By Patrick Fève and Olivier Pierrard
http://d.repec.org/n?u=RePEc:tse:wpaper:31822&r=dge
In this paper, we revisit the role of regulation in a small-scale dynamic stochastic general equilibrium (DSGE) model with interacting traditional and shadow banks. We estimate the model on US data and we show that shadow banking interferes with macro-prudential policies. More precisely, asymmetric regulation causes a leak towards shadow banking which weakens the expected stabilizing effect. A counterfactual experiment shows that a regulation of the whole banking sector would have reduced investment fluctuations by 10% between 2005 and 2015. Our results therefore suggest to base regulation on the economic functions of financial institutions rather than on their legal forms.
Regulators and banks play a cat and mouse game, and I wonder whether to adopt a rule like “if it looks like a bank, regulate as a bank” would work. But this is a good attempt at tackling the shadow banking sector, which is difficult to track properly both in real life and as a modeler.

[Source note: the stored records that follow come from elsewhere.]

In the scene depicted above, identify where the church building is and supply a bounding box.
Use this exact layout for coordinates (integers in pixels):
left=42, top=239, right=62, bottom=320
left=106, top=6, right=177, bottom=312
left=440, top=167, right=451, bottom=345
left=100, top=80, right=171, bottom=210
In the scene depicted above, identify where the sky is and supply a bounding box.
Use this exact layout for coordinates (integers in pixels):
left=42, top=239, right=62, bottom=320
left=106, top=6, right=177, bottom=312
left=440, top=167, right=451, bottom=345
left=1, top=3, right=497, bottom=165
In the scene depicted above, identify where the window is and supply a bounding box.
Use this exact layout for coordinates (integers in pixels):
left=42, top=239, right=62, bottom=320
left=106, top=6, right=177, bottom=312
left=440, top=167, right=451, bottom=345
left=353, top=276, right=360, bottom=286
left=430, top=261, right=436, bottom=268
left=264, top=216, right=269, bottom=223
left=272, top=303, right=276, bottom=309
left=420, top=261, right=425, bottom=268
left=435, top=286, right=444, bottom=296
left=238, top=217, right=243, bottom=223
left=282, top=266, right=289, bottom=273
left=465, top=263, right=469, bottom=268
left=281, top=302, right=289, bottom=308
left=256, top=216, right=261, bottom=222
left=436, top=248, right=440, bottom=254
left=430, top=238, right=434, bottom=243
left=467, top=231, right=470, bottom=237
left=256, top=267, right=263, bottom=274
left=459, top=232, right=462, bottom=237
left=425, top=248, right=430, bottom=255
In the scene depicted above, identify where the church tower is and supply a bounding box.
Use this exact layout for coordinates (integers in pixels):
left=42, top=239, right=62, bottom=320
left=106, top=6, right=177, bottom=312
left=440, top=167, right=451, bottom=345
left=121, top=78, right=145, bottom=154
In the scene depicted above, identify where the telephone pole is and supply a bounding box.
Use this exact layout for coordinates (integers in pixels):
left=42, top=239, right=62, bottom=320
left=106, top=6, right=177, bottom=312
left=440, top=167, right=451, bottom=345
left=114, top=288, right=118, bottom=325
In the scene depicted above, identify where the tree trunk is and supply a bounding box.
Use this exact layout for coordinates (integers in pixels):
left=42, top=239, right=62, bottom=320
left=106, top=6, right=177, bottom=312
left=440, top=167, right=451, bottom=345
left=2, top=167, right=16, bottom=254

This is indeed a quite theoretical rule. For instance, the model assumes full information, i.e. the regulator knows perfectly the existence, the economic function, as well as the size of the shadow banking. In this case, it is easy to implement a “global” regulation. When the regulator is not aware of part of the shadow sector and/or that the shadow may easily switch to another economic function, a “believed as global” regulation would stimulate the development of shadow banking activity, which is probably not the purpose of the regulator. This might be an interesting extension.